Cette approche de la carrière de Mankiewicz, même si elle constitue une trame bien réelle, serait pourtant fort réductrice et c’est en réalité à un réalisateur très éclectique, qui semble avoir exploré tous les genres cinématographiques, que nous avons affaire. Du film d’espionnage (L’Affaire Cicéron - 1952), au péplum (Jules César - 1953, il est vrai d’après la pièce éponyme de Shakespeare, ou Cléopâtre – 1963), à la comédie musicale (Blanches colombes et vilains messieurs - 1955, présenté l’année dernière lors d’une séance du dimanche matin proposée par notre association), au western (Le Reptile – 1970) ou au drame (Soudain l’été dernier - 1959, ou Le Limier – 1972), les réalisations de Mankiewicz, souvent lumineuses et toujours empreintes de subtilité, s’inscrivent, comme on peut le voir, au sein d’un spectre très large.

La vision hollywoodienne d’un gentleman cambrioleur incarné par James Mason

Joseph Mankiewicz, n’a pas seulement su mettre en valeur de grandes actrices : James Mason en incarnant le personnage de Diello, alias Cicéron, trouve ici un rôle majeur qui comptera dans la longue carrière hollywoodienne de cet acteur au flegme tout britannique. Abandonnant ses études à Cambridge, James Mason se tourne assez vite vers une carrière de comédien, d’abord pour le théâtre puis pour le cinéma. Après quelques prestations remarquées (notamment Huit heures de sursis de Carol Reed en 1947), il rejoint Hollywood en 1948 et y fera une longue carrière, interprétant des rôles pour les plus grands réalisateurs. On se souvient notamment de sa prestation du traître distingué travaillant pour les services d’espionnage d’une puissance ennemie dans La Mort aux trousses d’Alfred Hitchcock (1959) ou du bouleversant personnage d’Humbert Humbert dans Lolita de Stanley Kubrick (1962). Il interprète ici le valet de chambre de l’ambassadeur anglais à Ankara, Diello, qui vend des documents à l’ambassade allemande et adopte le nom de code Cicéron.

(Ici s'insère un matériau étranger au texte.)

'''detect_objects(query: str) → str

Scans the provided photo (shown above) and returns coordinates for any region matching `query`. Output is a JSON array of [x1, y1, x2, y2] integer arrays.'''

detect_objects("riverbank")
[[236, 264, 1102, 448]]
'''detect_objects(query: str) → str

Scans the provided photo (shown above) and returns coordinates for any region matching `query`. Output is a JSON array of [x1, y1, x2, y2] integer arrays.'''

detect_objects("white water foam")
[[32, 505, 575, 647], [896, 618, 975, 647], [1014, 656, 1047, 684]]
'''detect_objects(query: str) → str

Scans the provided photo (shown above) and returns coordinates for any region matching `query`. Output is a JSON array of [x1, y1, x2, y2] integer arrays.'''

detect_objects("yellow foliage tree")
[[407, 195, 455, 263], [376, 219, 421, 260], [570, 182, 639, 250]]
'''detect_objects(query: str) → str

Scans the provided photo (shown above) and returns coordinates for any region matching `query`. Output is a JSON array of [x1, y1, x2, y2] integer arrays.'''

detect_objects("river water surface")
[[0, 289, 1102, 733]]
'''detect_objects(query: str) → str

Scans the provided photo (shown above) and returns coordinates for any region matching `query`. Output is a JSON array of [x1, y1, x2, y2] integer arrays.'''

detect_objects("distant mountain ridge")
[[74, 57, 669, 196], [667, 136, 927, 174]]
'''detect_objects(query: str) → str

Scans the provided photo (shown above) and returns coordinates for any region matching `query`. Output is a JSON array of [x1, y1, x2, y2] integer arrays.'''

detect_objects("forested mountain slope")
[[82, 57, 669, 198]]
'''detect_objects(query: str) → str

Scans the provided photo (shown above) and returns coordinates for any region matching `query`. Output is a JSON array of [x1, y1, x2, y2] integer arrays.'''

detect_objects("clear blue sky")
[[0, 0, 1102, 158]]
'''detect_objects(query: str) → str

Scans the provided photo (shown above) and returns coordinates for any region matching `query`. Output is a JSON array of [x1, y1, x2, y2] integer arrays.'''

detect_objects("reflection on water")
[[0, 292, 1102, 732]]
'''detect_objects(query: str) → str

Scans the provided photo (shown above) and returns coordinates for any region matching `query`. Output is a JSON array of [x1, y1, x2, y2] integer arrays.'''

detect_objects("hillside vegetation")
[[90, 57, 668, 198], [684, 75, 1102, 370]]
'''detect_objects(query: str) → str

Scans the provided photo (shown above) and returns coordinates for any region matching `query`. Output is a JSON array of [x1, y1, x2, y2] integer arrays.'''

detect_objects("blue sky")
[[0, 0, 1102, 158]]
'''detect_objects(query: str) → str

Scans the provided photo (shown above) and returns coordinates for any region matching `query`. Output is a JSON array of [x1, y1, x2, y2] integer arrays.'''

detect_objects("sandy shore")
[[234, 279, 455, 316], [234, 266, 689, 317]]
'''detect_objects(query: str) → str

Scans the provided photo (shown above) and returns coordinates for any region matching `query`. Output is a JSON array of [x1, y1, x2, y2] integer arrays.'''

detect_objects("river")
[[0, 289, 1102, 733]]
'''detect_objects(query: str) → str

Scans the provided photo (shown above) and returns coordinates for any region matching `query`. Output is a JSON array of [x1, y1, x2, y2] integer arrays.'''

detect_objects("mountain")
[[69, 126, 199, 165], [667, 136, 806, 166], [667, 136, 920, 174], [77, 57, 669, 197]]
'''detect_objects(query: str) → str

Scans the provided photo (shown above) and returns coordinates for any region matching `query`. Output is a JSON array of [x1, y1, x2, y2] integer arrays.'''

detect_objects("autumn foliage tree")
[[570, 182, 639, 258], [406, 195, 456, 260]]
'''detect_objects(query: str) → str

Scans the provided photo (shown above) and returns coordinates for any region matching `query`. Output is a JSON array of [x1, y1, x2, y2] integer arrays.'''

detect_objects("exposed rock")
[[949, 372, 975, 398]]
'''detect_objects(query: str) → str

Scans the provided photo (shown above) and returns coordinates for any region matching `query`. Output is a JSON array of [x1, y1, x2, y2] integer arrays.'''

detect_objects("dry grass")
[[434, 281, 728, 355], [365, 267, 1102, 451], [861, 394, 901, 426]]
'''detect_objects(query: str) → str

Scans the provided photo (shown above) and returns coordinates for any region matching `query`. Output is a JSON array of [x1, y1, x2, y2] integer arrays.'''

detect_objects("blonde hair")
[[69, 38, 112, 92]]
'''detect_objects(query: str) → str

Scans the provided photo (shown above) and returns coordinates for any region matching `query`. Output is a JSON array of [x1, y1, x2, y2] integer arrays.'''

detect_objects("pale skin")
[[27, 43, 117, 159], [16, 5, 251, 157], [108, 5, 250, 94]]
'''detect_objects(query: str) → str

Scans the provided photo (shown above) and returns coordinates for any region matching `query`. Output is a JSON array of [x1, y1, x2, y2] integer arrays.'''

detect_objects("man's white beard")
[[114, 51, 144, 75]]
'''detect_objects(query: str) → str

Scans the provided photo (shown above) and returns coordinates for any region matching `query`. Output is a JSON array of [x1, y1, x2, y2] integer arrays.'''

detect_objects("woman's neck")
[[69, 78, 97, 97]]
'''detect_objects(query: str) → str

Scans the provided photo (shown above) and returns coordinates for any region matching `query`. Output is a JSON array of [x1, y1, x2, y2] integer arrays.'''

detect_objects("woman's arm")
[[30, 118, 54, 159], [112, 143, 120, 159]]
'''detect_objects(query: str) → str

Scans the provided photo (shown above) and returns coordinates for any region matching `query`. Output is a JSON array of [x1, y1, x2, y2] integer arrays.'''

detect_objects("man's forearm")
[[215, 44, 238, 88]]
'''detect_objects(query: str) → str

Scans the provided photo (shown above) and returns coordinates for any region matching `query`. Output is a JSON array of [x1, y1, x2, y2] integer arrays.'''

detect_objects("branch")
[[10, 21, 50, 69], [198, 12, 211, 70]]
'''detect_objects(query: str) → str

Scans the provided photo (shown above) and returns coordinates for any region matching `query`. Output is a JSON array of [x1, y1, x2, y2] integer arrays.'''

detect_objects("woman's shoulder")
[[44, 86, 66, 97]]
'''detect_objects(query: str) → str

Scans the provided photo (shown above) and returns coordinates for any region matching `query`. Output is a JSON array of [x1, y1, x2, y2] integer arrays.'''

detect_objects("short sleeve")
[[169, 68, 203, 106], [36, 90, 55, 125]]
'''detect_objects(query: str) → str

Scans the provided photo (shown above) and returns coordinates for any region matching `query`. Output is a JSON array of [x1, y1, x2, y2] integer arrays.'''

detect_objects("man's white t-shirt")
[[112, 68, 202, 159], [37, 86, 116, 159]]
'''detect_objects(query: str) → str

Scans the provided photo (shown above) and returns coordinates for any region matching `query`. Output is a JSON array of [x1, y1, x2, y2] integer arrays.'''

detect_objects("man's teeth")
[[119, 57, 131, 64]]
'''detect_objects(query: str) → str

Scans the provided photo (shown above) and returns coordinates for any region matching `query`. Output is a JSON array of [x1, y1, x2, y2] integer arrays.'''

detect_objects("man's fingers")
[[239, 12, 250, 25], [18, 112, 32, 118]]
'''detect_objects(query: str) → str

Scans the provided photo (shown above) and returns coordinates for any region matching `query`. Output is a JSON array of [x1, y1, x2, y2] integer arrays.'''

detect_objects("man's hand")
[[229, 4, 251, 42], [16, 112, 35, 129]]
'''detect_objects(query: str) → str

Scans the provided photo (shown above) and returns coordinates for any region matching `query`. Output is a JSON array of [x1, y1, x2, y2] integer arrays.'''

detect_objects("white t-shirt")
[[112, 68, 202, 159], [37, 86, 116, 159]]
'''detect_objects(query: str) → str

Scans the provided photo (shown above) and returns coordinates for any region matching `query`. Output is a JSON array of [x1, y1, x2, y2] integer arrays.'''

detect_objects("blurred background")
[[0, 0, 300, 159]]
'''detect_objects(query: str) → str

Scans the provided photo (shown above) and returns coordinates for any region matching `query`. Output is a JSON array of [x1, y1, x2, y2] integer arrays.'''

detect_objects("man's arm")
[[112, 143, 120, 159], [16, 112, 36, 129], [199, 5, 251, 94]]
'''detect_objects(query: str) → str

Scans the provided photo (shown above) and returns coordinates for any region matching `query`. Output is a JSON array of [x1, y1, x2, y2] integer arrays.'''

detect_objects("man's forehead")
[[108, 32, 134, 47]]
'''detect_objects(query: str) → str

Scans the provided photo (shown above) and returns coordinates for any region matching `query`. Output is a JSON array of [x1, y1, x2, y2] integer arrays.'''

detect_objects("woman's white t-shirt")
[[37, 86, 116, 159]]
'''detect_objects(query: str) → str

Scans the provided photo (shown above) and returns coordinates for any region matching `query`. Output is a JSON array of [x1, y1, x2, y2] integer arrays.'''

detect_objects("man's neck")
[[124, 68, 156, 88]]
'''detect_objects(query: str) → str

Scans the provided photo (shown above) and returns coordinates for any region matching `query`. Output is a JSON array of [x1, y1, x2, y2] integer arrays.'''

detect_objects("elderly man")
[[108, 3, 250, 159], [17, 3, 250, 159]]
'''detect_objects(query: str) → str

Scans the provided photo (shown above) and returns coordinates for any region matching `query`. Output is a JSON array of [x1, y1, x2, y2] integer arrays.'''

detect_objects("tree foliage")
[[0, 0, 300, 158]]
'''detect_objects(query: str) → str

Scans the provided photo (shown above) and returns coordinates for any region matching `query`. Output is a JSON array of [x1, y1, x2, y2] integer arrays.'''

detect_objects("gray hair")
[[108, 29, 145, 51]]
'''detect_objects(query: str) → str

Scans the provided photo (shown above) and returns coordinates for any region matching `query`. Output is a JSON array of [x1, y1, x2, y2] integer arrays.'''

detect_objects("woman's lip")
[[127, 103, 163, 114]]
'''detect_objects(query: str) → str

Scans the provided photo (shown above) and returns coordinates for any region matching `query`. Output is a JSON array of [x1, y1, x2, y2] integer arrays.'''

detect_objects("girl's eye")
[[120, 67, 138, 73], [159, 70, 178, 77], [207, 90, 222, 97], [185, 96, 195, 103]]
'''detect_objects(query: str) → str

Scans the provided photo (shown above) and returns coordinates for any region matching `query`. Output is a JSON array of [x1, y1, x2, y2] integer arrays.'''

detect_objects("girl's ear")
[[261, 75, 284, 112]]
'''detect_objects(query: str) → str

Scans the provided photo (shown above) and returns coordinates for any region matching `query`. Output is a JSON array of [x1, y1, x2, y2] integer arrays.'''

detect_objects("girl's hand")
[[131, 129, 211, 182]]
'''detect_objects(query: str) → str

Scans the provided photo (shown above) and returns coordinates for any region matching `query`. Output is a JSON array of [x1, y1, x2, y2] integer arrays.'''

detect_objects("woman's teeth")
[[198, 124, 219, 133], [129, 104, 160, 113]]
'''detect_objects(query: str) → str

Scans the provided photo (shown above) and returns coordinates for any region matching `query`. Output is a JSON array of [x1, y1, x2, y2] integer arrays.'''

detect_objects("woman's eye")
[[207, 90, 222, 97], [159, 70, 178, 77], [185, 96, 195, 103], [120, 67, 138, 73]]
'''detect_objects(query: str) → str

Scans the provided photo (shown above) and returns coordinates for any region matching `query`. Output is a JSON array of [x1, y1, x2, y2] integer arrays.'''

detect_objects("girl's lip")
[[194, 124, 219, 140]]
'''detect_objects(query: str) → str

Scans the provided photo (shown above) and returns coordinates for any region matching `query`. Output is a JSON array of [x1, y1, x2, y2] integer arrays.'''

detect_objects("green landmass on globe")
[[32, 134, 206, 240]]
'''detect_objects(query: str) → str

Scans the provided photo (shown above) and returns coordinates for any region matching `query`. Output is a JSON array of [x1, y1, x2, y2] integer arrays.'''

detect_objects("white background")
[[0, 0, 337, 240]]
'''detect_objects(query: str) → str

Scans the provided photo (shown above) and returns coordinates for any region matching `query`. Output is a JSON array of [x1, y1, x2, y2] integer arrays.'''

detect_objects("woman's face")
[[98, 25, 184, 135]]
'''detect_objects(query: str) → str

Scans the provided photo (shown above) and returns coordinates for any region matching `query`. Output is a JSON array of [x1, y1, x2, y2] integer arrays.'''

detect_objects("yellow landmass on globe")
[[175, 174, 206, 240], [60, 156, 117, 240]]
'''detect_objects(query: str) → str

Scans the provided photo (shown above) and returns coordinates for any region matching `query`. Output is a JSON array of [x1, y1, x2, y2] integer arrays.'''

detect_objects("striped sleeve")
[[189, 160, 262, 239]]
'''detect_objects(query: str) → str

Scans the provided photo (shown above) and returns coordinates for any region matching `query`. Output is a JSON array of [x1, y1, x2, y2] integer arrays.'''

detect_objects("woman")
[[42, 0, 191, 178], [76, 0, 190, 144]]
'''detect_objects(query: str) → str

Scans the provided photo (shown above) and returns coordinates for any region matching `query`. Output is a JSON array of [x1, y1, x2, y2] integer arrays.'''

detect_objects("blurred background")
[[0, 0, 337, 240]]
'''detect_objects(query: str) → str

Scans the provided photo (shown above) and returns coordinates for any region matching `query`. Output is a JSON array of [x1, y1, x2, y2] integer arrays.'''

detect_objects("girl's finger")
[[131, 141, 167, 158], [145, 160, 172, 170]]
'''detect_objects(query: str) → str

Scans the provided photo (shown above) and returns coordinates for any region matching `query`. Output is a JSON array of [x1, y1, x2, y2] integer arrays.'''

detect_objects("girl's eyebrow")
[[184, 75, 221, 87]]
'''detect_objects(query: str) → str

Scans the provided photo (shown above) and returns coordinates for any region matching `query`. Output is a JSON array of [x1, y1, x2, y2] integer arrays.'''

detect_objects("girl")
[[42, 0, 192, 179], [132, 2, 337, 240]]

La rencontre de James Mason et de Joseph Mankiewicz est celle de deux élégances : à la narration sophistiquée, doublant parfois les points de vue (on se souvient de la fameuse scène de l’enterrement dans La Comtesse aux pieds nus) et aux dialogues acérés renvoyant à l’art de la stichomythie dans Le Limier, correspond le jeu tout en nuance et ironique de l’acteur britannique. Dès lors, l’approche cinématographique qui se dégage du film de Mankiewicz sur cette affaire d’espionnage réelle et importante de la seconde guerre mondiale est celle d’un subtil jeu de dupes où le plus malicieux n’est pas celui que l’on croit. James Mason donne à Diello une certaine assurance (on apprend incidemment qu’il a fait ses études à Oxford), un aplomb et un humour très british. Il incarne un personnage qui profite de la situation géopolitique complexe avec une certaine amoralité assumée, et qui voit là l’occasion de s’enrichir et de changer de statut social. Il y a dans le film de Mankiewicz quelque chose de l’ordre du jeu du chat et de la souris, voire du marivaudage maladroit avec la Comtesse Staviska (interprétée par Danielle Darrieux) qui s'associe à Diello. C’est du moins ce qui ressort de l’interprétation de James Mason.

Dans le film, c’est par incrédulité, et crainte d’un double jeu de leur source, que les Allemands laissent les plans du débarquement en Normandie leur échapper... et l’occasion, en même temps, sinon d’inverser peut-être le sort de la guerre, du moins d’en retarder l’issue. Tiré du récit de l’attaché de l’ambassade d’Allemagne à Ankara, Ludwig Moyzisch (Le Cas Cicéron, Presse-Verlag, Sarrebruck, 1949) le scénario du film, sorti en 1952, se veut comme le précise le générique « une histoire vraie ». Le récit de Moyzisch fit effectivement grand bruit lorsqu’il parut et suscita une grande émotion au parlement britannique en donnant le sentiment que les Alliés avaient été bien imprudents et étaient passés à deux doigts de la catastrophe. Il faut cependant revenir au contexte de la Turquie pour savoir ce qu’il en est réellement.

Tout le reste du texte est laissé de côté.